We find a similar category in fixed interest, where the religious court has the power to compel, but the person is not personally obligated (see Yoreh De'ah 161, Taz, se'if katan 3). My point is that there is a public obligation to compel the damager to pay, and the damager, as part of the public, is also obligated to act toward that end, but this is not out of a private personal obligation, rather by virtue of the public commandment.

Michi (2020-08-13)

Are you asking now or answering? That is what I wrote.
Incidentally, with interest this is compulsion regarding commandments and not legal compulsion, so it is not related to our discussion.
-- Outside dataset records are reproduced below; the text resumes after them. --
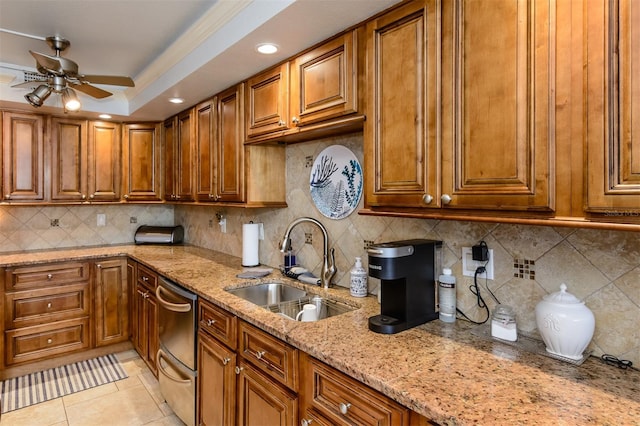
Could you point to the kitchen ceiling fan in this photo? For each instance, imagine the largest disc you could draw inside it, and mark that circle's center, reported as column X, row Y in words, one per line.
column 60, row 75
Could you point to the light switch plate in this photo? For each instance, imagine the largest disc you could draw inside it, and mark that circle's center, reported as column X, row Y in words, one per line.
column 469, row 265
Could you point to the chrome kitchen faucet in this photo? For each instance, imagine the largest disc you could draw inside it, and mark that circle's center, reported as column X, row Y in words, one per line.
column 329, row 264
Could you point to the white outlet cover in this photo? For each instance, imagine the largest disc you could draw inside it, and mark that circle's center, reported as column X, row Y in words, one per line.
column 469, row 265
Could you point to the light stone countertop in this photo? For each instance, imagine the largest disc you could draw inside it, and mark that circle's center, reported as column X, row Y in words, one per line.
column 439, row 370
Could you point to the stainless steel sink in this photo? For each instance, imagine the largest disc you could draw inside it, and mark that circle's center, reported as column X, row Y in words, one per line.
column 269, row 293
column 288, row 300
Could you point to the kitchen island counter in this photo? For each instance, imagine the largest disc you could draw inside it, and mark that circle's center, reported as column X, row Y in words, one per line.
column 439, row 370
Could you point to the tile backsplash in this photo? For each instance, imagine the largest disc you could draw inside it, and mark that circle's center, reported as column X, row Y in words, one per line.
column 600, row 267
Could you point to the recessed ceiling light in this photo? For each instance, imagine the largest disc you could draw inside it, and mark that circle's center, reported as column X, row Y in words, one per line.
column 267, row 48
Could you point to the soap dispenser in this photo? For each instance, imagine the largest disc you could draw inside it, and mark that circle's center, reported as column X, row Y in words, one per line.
column 358, row 286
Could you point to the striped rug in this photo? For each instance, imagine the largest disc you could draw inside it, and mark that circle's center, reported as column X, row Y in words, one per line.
column 34, row 388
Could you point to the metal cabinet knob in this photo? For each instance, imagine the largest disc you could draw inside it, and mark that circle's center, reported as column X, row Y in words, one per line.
column 344, row 408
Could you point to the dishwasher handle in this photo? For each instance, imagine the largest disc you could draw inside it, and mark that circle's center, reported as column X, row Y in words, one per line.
column 175, row 307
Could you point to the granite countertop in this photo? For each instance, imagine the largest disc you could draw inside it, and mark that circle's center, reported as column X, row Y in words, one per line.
column 442, row 371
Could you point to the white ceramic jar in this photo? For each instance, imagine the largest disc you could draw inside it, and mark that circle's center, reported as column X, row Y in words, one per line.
column 565, row 324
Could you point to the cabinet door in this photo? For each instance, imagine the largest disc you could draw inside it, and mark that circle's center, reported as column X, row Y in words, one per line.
column 262, row 402
column 68, row 159
column 104, row 167
column 169, row 142
column 185, row 152
column 22, row 157
column 111, row 302
column 498, row 119
column 205, row 150
column 230, row 152
column 216, row 382
column 613, row 109
column 141, row 158
column 401, row 135
column 324, row 81
column 268, row 101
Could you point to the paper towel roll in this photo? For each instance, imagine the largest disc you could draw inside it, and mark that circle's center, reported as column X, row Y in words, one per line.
column 250, row 244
Simply speaking, the lender also has an obligation to return it to the borrower, but the borrower has no right to receive it. I discussed this at length in my article on Choshen Mishpat.

Yodei (2024-11-08)

Maimonides counts:

In commandment 177—
— that He warned us against eating creeping things generated from decay, even though they are not a known species and are not generated from male and female… this is the creeping thing generated from decay that does not produce one similar to itself.

And in commandment 178—
— that He warned us against eating worms generated in fruits and seeds.
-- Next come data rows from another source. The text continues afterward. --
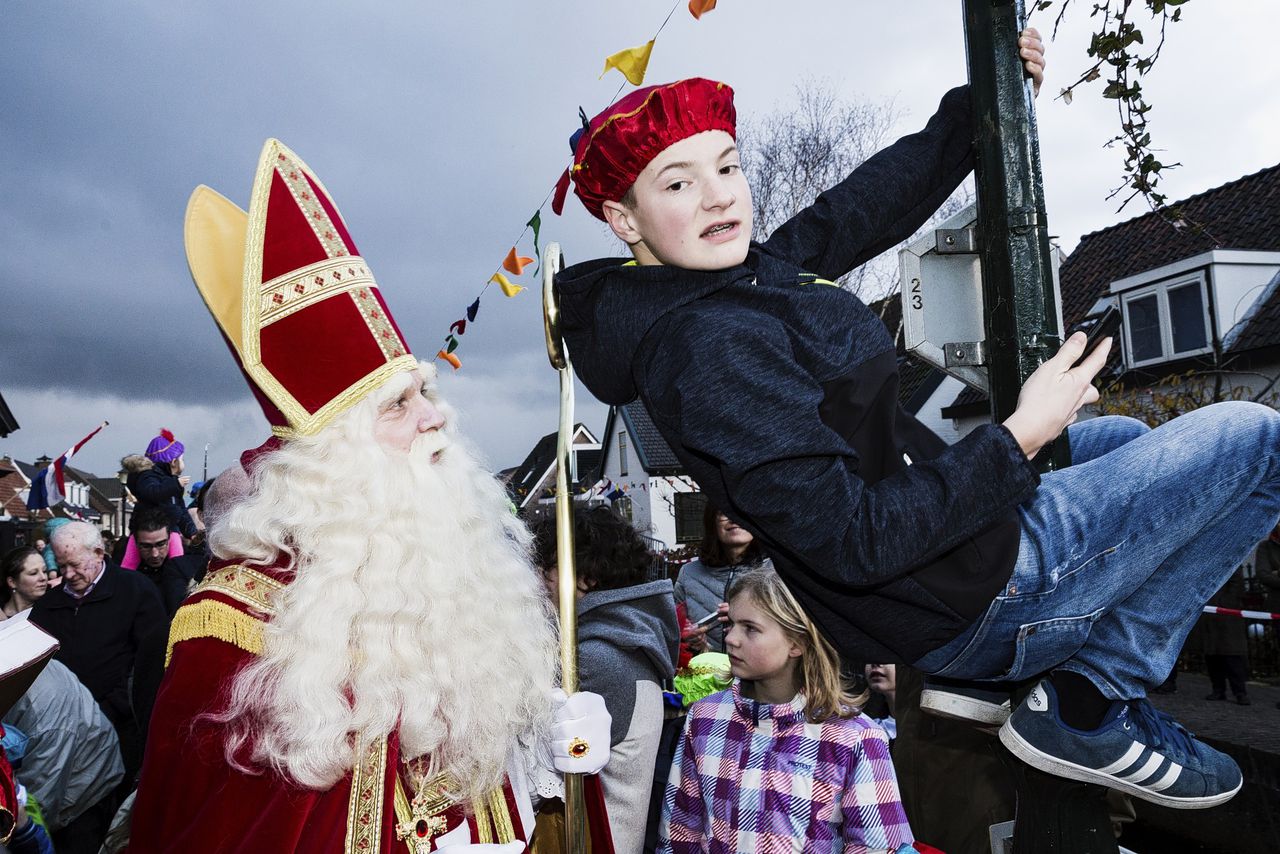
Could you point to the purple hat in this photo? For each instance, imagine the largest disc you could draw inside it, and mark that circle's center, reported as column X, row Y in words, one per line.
column 164, row 447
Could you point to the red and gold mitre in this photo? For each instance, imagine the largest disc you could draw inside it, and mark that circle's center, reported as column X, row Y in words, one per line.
column 293, row 298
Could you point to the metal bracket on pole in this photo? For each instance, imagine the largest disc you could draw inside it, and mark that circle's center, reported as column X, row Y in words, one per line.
column 576, row 834
column 1018, row 286
column 965, row 354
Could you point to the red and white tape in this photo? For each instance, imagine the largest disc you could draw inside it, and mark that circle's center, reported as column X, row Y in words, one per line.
column 1237, row 612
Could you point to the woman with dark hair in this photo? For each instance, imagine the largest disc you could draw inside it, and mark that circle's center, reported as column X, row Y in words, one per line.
column 726, row 549
column 626, row 649
column 24, row 580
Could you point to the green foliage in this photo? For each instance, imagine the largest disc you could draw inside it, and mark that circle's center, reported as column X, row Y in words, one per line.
column 1178, row 394
column 1121, row 59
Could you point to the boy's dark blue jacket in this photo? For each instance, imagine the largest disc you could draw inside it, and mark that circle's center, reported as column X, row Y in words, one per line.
column 778, row 393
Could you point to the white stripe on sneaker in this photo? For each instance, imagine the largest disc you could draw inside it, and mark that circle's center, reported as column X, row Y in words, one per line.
column 1169, row 779
column 1129, row 757
column 1147, row 768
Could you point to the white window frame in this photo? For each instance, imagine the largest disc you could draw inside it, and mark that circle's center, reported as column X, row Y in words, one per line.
column 1166, row 327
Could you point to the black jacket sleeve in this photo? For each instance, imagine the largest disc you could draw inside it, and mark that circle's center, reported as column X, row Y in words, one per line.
column 885, row 200
column 794, row 480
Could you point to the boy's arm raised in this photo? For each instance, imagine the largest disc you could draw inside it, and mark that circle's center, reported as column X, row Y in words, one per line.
column 885, row 200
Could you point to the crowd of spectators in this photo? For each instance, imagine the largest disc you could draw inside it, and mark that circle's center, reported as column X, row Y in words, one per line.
column 77, row 735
And in commandment 179—he goes even further and says—
And do not find it far-fetched that a bird should be generated from the decay of fruits, for we always see birds generated from decay, and they are larger than a small nut… And this ant mentioned here is the flying ant generated from the decay of fruits, which does not reproduce… and the wasp generated from decay… And it is not impossible for a wasp or an ant or other species of birds and creeping things to be generated from decay and within foods, except in the eyes of fools who have no knowledge of natural science, and who think that no species can come into being one from another except from male and female, because they see this to be the case for the most part. So preserve these principles and understand this matter, for it is a statement spoken aptly.

So what happens with the enumeration of the commandments in light of updated science since Louis Pasteur?
Of course Maimonides is not to blame; this is explicit in the Sages. And although he did not follow the Sages against science, here Aristotle and the science of the time thought this too. In any case, what happens with the enumeration of the commandments?

mikyab123 (2024-11-08)

Nothing will happen. Nowhere do we find in the Sages that when they disagreed about a certain commandment, they clarified what would enter in its place to complete the count of 613. These commandments drop out, and that’s it.

Yodei (2024-11-09)

So there will not be a count of 613, granted. So maybe your intent is this point (which has already been said before): that the whole matter of the 613 commandments is ultimately just Rabbi Simlai’s exposition, and not everyone holds that way. By the way, also what is said about it corresponding to the number of limbs in the human body—it is known that this is not so. And in any case, according to everyone there are additional commandments beyond the 613, such as the commandment to remember the Exodus from Egypt every day, which Maimonides rules as binding and nevertheless did not include among the 613; and similarly other commandments which, according to some medieval authorities, are included, and according to others are not included, even though they agree that they are commandments, just not ones that entered the framework of the 613.

Yodei (2024-11-10)

I’d just be happy to know whether that was your intention, and if not, then what you did mean.

Michi (2024-11-10)

Even if one does agree that this is the count, still nobody makes calculations like that. Apparently because things can always be adjusted after the fact.

Yodei (2024-11-25)

By the way, can the Talmud regarding lice—that they do not reproduce—be explained to mean that they do not reproduce through a male, and the intent would be to parthenogenesis, which is known today, and they were speaking about a species for which that was apparently the case?

Michi (2024-11-25)

Anything can be explained, but why is there a need to explain it away? The Sages did not know beyond what was known in their time.